There’s an inherent, undeniable link between comedy and horror. One only needs to look at, say, Alfred Hitchcock. The master of terror and suspense had a darkly humorous side exemplified by his iconic “Cure for Insomnia” sketch. A more recent example might be Jordan Peele, who rose to prominence as one half of the titular comedic duo of Key & Peele before moving to direct some of the most acclaimed horror movies of the 21st century like Get Out and Us. And then there’s the controversial Japanese filmmaker Takashi Miike. The director described as ultra-violent by Quentin Tarantino is also into kawaii, it turns out.
Miike’s Rise to Horror Fame
Miike is perhaps best known for his 1999 horror movie Audition, a masterpiece of pacing, suspense, and torture scenes that once seen can never be unseen. If you want proof of that, find someone who’s seen it and mention “the needle scene,” then watch them visibly wince. Miike’s 2001 film Ichi the Killer was definitely less refined, but surely grabbed everyone’s attention again. What it lacked in subtlety, it made up for with even more disturbing scenes of torture and mutilation, which has probably forever ruined tempura for many people. Notably, 13 Assassins in 2010 cemented Miike’s cult following in the West, in addition to his popularity back home.

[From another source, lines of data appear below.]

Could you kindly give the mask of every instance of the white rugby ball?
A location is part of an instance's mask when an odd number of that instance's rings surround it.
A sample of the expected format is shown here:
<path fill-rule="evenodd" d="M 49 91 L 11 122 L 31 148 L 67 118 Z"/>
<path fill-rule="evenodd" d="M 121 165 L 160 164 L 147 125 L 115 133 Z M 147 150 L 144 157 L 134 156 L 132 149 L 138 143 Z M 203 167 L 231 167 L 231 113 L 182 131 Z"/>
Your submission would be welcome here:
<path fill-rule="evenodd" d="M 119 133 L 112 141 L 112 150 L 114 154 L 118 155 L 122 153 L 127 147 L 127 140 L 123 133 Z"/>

Another worthy mention is One Missed Call (2003), possibly one of the greatest Japanese horror movies ever made. The film doesn’t rely on gore to instill a feeling of dread in the audience. Rather, it uses supernatural elements as an excuse to explore the darkest corners of the human psyche. One Missed Call is essentially a masterclass on how to do Japanese horror right. From its twisting of technology—a symbol of modernity and safety in modern Japanese society—into something deadly and sinister, right down to the supernatural force in the film being unstoppable. It may sound simple, but it’s incredibly difficult to get those elements exactly right. The American remake of One Missed Call failed so hard to understand that. As a result it now has a zero percent Rotten Tomatoes rating and is widely considered one of the worst remakes of Japanese horror ever.
Miike’s Always Been More than a Horror Director
Miike is the undeniable king of horror. But, at the same time, it’s not right to pigeonhole him solely as a horror director. He’s also really good at the lighter stuff. In fact, his very first film, Eyecatch Junction (1991), was a raunchy goofball comedy apparently inspired by all the sex scenes from Police Academy.
Miike would go on to sprinkle a little bit of humor on his darker, more disturbing stories throughout his career. Examples include his 1996 film Fudoh: The New Generation, the darkly satirical Visitor Q (2001) and Zebraman (2004). None of those films really qualify as comedies but, the comedic elements are there. What definitely qualifies as comedy is Yatterman (2009). This is a slapstick live-action adaptation of the anime of the same name about fighting supervillains with an array of silly robots.
Miike has even tried his hand at directing an English language Japanese Western film: Sukiyaki Western Django (2007), with Quentin Tarantino in the film cast. If you think there’s too much happening in that sentence, prepare yourself for the trailer.
He also directed the 2011 self-explanatory family film Ninja Kids!!! and the 1996 comedy Peanuts. The latter is probably one of his most under-appreciated works. What’s great about it is that all the humor in it comes from human misery. It exemplifies Mel Brook’s famous quote: “Tragedy is when I cut my finger. Comedy is when you fall into an open sewer and die.” That’s Peanuts in a nutshell — pun intended.
The Cult Horror Director Switches to Magical Girl TV Shows
These days, though, Miike’s concentrating on his Girls x Heroine series. The “magical girl” franchise features a new elementary school or middle school-aged girl group with a different motif each season. One example is Police × Heroine Lovepatrina! Every incarnation of the show focuses on the group battling some kind of evil force while exploring themes more geared towards girls.
If you understand Japanese, you can hear Miike explain all about his new show below.
It definitely has comedic elements, but unlike Miike’s previous works, they’re not there to add light to an underlying, disturbing story. Girls x Heroine is a straightforward children’s show. It raises the question as to why has Miike’s been dedicated to it for the last four years.
It’d be tempting to try and find any links, no matter how superficial, between his horror films and the Girls x Heroine series. Or, to look for any hidden darkness in the latter. But the truth of the matter is much simpler: Miike’s a versatile, multi-talented artist. Indeed, he’s most famous for his dark horror movies, but has never restricted himself to any specific genre or aesthetic. He’s always tried out new things and genres. Sadly, this sometimes gets overlooked because of his accomplishments as a scare flick director. This could be seen when the world collectively shrugged at his touching drama The Lion Standing in the Wind (2015).
In the end, nothing that Miike does could ever be called surprising or unlike him. He’s tried his hand at everything and will hopefully continue to do so for the foreseeable future because the world of cinema will be better for it.